Похоже, Бабушка Роза была уверена в своих словах, и это меня немножко успокоило, потому как – я говорю об этом тебе, и только тебе, Бог, – наши с Пегги языки раз, ну, два, ну ладно, больше, соприкоснулись.

Я чуток поспал. Мы с Бабушкой Розой вместе пообедали, и я почувствовал себя лучше.

– С ума сойти, какой я был усталый нынче утром.

– Это нормально, в двадцать – двадцать пять лет гуляют по ночам, устраивают вечеринки, ведут разгульную жизнь и при этом совсем не берегут силы. За это приходится платить. Слушай, пойдем повидаем Бога.

– А и правда, у вас есть его адрес?

– Думаю, мы найдем его в часовне.

Бабушка Роза одела меня как на Северный полюс, обхватила за плечи и проводила в часовню, стоящую в глубине больничного парка, за замерзшими лужайками, но чего это я пытаюсь объяснить тебе, где она расположена, ведь это твои места.

При виде твоей статуи я остолбенел, я наконец увидел, в каком ты состоянии, почти совсем голый, тощий, на этом кресте, повсюду раны, на лбу кровь от шипов, голова бессильно поникла. Это заставило меня задуматься о себе. Во мне поднялся протест. Если бы я был Богом, как ты, то не позволил бы проделать с собой такое.

– Бабушка Роза, если серьезно: вы занимались борьбой, вы были великой чемпионкой, не можете же вы верить в это!

– Почему, Оскар? Ты что, доверял бы Богу больше, если бы увидел культуриста со свиной отбивной, с рельефными мускулами, лоснящейся кожей, с короткой стрижкой и в кокетливых плавках?

– Ну…

– Поразмысли, Оскар. Кто тебе ближе: Бог, который ничего не испытал, или страдающий Бог?

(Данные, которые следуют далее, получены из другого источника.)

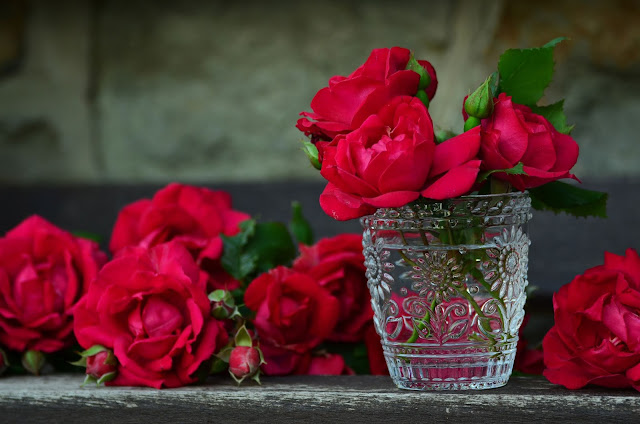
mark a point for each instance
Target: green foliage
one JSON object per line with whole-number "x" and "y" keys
{"x": 299, "y": 226}
{"x": 236, "y": 260}
{"x": 555, "y": 115}
{"x": 562, "y": 197}
{"x": 311, "y": 151}
{"x": 258, "y": 247}
{"x": 414, "y": 66}
{"x": 526, "y": 73}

– Конечно страдающий. Но если бы я был он, если бы я был Богом, если бы у меня были такие возможности, как у него, то постарался бы избежать страданий.

– Никто не может избежать страданий. Ни Бог, ни ты. Ни твои родители, ни я.

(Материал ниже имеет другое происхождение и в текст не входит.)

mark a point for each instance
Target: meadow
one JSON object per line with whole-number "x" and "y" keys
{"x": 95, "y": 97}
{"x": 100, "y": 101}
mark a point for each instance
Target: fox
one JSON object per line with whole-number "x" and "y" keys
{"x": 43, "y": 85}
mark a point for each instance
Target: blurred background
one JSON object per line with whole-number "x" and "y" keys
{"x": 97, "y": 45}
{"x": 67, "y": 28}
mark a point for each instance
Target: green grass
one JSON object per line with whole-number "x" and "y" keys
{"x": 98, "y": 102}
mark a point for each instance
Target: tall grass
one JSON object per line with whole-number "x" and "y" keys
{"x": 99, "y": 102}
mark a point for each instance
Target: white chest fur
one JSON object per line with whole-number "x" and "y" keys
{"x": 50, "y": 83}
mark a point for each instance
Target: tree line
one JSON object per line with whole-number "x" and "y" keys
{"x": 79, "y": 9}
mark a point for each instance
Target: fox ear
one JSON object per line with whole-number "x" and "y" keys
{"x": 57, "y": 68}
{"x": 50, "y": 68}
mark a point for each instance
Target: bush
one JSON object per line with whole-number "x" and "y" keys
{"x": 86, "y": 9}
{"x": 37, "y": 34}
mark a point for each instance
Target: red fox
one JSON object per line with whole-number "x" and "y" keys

– Ладно. Согласен. Но зачем страдать?

– Именно. Страдание страданию рознь. Посмотри внимательно на его лицо. Вглядись. Разве у него страдающий вид?

– Нет. Надо же, ему вроде не больно.

– Ну да. Надо различать два вида мучений, малыш Оскар, – физическое страдание и страдание моральное. Физическое страдание – это испытание. Моральное страдание – это выбор.

– Не понимаю.

– Если тебе в ноги или в запястья вбивают гвозди, тебе не остается ничего иного, кроме как испытывать боль. Ты терпишь. Напротив, при мысли о смерти ты не обязан испытывать боль. Ты не знаешь, что это такое. Таким образом, это зависит от тебя.

– И вы, вы сами знакомы с такими людьми, которых радует мысль о смерти?

– Да, знакома. Моя мать была такой. На смертном одре на ее устах появилась улыбка, она предвкушала, она выказывала нетерпение, она жаждала, чтобы ей открылось то, что должно произойти.

У меня больше не было аргументов. Поскольку меня интересовало, что дальше, я позволил себе слегка обдумать услышанное.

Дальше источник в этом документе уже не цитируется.